A los pocos segundos, después de recoger las viandas y aún no repuesta de lo acontecido, sucedió un hecho igual de asombroso. Al fijarse bien y adecuar su vista a la penumbra, el rostro joven y hermoso de Verónica se hizo presente. Ella se incorporó del lecho para luego sentarse con lentitud en la cama. Al poco, con una voz dulce y melodiosa, dijo:
—Hermana, que Dios te guarde. La madre Beatriz me envía un afectivo recuerdo para ti y me confirma que te ama en toda su plenitud. Me ha dado un encargo: cuando me hayas dado lo que has traído de comer, acude a recepción y allí la verás.
Concepción se quedó como extasiada ante la fuerza de aquellas palabras. Cerró sus ojos con todas sus ganas y al poco los volvió a abrir, como queriéndose cerciorar de la realidad de lo sucedido ante su atónita mirada. Balbuceante, se atrevió a hablar…
—Pero, pero… Verónica, ¿sois vos, hermana?
—Pues claro que sí. ¿Quién otra podría ser? Dios mío, qué débil me siento, pero… al mismo tiempo, qué fortaleza de ánimo envuelve mi espíritu. Querida, tengo que contarte tantas cosas que no sé ni por dónde empezar. Perdón, lo que veo en tu mano… ¿es justo una jarra de leche?
—Sí, es una de las cosas que he «robado» de la cocina. Te la verteré en un vaso para que te la bebas y luego, si quieres, te comes este plátano con un poco de pan que te juro que no está duro. Por si no lo has oído, esta fruta repone las energías de un muerto.

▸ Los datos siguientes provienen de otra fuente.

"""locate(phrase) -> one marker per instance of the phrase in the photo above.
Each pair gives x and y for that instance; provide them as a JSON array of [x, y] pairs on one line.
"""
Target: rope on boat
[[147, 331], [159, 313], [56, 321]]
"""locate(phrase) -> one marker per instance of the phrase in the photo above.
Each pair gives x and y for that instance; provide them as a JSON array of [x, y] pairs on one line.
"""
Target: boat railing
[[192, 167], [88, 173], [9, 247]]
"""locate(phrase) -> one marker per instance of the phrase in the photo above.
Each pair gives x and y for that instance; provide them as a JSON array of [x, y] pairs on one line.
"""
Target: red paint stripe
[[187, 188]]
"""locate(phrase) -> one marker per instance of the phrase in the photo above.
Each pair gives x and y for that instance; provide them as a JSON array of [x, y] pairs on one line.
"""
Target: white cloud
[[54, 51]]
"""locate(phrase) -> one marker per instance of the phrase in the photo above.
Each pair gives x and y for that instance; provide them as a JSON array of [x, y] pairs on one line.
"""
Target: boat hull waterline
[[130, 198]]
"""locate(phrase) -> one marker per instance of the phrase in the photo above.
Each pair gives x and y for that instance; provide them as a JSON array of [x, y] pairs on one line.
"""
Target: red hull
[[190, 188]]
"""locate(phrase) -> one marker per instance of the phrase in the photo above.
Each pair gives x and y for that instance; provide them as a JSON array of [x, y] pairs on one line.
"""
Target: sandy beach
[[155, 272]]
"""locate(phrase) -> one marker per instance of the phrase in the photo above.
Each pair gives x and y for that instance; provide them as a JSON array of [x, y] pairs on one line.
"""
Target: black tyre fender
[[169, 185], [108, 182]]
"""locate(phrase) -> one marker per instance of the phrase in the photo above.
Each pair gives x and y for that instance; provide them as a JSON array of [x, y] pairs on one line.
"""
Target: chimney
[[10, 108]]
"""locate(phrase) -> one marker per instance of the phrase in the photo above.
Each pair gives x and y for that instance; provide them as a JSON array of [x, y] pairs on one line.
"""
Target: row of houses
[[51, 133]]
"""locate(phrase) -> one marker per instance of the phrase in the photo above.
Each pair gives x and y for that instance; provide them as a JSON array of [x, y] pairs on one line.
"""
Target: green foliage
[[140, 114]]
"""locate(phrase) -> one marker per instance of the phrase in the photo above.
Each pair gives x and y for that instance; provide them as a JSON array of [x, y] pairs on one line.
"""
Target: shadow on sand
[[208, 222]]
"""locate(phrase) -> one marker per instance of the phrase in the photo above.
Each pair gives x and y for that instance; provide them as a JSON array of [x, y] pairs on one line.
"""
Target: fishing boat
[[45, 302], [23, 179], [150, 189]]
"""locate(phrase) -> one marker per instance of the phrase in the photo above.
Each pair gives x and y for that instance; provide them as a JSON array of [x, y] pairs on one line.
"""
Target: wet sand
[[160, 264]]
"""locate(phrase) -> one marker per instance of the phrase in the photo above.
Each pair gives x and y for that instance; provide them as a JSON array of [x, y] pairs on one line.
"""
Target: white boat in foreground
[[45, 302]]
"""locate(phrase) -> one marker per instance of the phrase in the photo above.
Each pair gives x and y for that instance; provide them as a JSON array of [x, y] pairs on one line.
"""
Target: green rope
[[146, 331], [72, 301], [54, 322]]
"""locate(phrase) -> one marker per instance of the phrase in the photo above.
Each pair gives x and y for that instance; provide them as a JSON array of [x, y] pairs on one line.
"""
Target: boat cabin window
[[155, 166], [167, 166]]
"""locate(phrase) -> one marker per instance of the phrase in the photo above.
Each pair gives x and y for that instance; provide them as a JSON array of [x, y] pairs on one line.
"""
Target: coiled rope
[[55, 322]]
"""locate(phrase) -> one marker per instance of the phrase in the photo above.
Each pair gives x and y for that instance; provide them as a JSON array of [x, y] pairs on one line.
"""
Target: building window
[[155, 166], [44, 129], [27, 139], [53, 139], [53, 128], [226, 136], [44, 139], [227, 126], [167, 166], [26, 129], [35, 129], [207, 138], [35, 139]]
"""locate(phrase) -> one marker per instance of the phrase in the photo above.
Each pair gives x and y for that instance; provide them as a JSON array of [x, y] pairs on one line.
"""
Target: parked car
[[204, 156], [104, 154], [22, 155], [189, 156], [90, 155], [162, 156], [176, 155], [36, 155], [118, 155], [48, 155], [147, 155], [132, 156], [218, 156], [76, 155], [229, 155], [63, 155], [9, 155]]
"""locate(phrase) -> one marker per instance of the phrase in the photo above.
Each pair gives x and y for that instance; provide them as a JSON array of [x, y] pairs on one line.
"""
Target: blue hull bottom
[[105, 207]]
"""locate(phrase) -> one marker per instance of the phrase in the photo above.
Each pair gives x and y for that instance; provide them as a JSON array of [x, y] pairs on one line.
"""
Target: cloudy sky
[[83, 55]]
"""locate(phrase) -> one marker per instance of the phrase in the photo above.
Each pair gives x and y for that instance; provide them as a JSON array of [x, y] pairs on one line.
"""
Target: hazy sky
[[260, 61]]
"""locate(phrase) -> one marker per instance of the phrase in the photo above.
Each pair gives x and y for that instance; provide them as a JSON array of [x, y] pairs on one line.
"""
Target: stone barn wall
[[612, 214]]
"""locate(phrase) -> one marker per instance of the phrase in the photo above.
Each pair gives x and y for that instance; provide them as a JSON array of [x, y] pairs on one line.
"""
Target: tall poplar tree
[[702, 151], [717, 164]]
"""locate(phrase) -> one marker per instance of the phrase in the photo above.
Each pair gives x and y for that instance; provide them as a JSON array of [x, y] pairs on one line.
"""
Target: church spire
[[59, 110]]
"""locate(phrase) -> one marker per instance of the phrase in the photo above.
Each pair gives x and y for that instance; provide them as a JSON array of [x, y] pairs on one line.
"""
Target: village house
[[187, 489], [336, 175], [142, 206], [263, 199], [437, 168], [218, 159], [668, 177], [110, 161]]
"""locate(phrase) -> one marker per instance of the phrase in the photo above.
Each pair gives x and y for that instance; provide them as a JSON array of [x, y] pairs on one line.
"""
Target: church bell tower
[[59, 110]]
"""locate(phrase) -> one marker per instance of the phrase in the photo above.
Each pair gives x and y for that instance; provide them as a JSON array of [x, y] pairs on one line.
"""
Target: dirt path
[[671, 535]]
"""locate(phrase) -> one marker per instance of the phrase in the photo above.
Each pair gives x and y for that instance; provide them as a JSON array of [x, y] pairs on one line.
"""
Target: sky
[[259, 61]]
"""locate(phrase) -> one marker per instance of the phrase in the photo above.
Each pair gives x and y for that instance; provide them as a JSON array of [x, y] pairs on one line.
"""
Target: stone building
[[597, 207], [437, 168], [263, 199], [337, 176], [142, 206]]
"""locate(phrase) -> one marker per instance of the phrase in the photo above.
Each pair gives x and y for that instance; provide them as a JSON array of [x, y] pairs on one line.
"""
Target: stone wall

Eso sí, ten paciencia, te lo ruego, que tu cuerpo lleva varios días sin probar nada sólido y hay que ir poco a poco. No quiero que vomites por tragar sin masticar bien.
—De acuerdo, lo intentaré.
—Espera, no te apresures. Te partiré el plátano en porciones pequeñas —afirmó la enfermera mientras que sacaba de su hábito una diminuta navaja.
Mientras que la hija del conde comía muy despacio y parecía que el brillo por fin retornaba a sus pupilas, la enfermera no le quitaba el ojo, como queriendo asegurarse de que aquella persona que tenía enfrente era la misma que había estado al borde del colapso y que por fin había vuelto a la vida. Quedándose más tranquila, de pronto se sonrió al darle de comer hasta que, de tanto mantener el control sobre sus emociones, comenzó a llorar desconsoladamente, a modo de desahogo. Concepción sabía que sus lágrimas no provenían de la tristeza sino del regocijo al haber conseguido que su gran amiga Verónica regresase de la frontera de la muerte.
—Uf, Concepción, muchísimas gracias por la comida. Ya me siento mucho mejor. Estaba como mareada, era como si el cuerpo me pesase menos.
—Bueno, está claro que habíais perdido unos cuantos kilos. Lo raro es que aún estéis viva. Debe ser la voluntad del Señor la que desea que permanezcáis aquí y ha debido ser por un buen e importante motivo. ¿Quién conoce los designios del Altísimo? ¡Quién sabe si en vuestro sopor no se os ha revelado la razón primordial de vuestro regreso, algo que deje huella en este monasterio!